In 1990, Michigan enshrined its own law modeled after CERCLA. But through a 1995 change under the Republican Engler administration, the law's liability standard changed — limiting who could be held responsible and scaling back the extent of cleanup required. Under current Michigan law, companies are required to contain and limit contaminants, but cleanup costs are largely shifted to the public.
In recent days, advocates and lawmakers have argued that the polluter-pays principle needs to be revived. Michigan Democrats in particular have been pushing their own legislation shifting costs on to polluters.
Minority Floor Leader Yousef Rabhi (D), who joined his colleagues recently in proposing a package of bills to strengthen state laws, took to Facebook, writing, “SHUT DOWN TRIBAR PERMANENTLY! We need to pass my polluter pay bill NOW! #Waterislife.” Rabhi’s bill, specifically, would require polluters to restore land and water to standards good enough for residential land use or drinking water.
Democratic state Rep. Jim Ellison, who co-authored the legislation, told E&E News he was prompted to take action after “green ooze” containing hexavalent chromium was discovered two years ago splashed on the side of a busy interstate, contamination that was traced back to a metal plating company in his district in Madison Heights.
“We found out there was no way to hold these guys responsible.
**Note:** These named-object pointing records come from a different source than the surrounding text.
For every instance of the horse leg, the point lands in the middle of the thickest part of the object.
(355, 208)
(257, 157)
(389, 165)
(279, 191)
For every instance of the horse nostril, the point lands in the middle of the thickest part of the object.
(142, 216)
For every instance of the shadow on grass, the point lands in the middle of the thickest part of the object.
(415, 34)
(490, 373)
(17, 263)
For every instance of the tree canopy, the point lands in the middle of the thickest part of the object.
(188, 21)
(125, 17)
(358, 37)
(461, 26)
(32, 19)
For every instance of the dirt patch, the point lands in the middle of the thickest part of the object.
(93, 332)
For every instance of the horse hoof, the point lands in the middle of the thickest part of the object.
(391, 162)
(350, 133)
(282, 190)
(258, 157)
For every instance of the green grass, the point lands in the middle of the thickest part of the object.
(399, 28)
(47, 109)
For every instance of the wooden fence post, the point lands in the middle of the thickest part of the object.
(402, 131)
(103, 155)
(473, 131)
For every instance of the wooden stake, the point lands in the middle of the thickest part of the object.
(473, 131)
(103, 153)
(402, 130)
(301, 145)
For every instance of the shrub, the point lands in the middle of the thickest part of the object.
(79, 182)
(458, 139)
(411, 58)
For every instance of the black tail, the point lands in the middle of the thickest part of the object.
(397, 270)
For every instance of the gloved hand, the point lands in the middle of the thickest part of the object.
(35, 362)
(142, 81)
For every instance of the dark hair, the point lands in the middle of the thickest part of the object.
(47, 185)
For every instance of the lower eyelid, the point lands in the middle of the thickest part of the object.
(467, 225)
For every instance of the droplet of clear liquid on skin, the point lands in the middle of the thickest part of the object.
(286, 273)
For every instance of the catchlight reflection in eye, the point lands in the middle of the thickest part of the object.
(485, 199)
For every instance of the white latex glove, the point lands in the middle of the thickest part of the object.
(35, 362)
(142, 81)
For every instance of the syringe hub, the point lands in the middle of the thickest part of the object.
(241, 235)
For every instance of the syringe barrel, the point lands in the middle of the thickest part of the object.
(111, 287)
The Engler administration got rid of all of these laws that made the polluters pay and so we've been struggling ever since,” said Ellison, adding that Michigan’s industrial groups have repeatedly fought state polluter pay reforms.
While Ellison is term-limited and doesn’t expect much action on his legislation in the waning days of this year’s session, he expects someone to introduce the bills in coming years and hopes to attract Republican support in the wake of the spill on the Huron River.
But Caroline Liethen, director of environmental and regulatory policy for the Michigan Manufacturers Association, said Rabhi’s bill would impose standards that would slow or even stall the process of remediating and closing contaminated sites. Liethen also said that today’s violations show that the state’s current process is working and “liable parties are held liable.”
Michigan's back-and-forth comes as EPA is in the process of targeting certain PFAS under CERCLA, a move that has spurred broader conversations about forcing polluters to pay up.
Members of the waste and water industries have lobbied for exemptions from CERCLA designation in particular, worried that it could harm business and that EPA is moving too quickly (Greenwire, May 24). But advocates and lawmakers alike have taken the opposite approach, arguing that regulators should be moving more quickly.
In remarks last week, Dingell queried why it was taking so long for regulators to issue the CERCLA designation (E&E Daily, Aug. 4). She made those comments while also highlighting the hexavalent chrome spill in her home state and broadly emphasizing accountability on the part of companies responsible for pollution.
Rabhi, who spoke alongside Dingell during that event, took a similarly hard line, emphasizing action at both the federal and state levels.
"My belief is that polluters should ultimately have to pay to clean up the messes that they make," Rabhi said, ultimately asserting: "I believe in polluter pay laws in Michigan."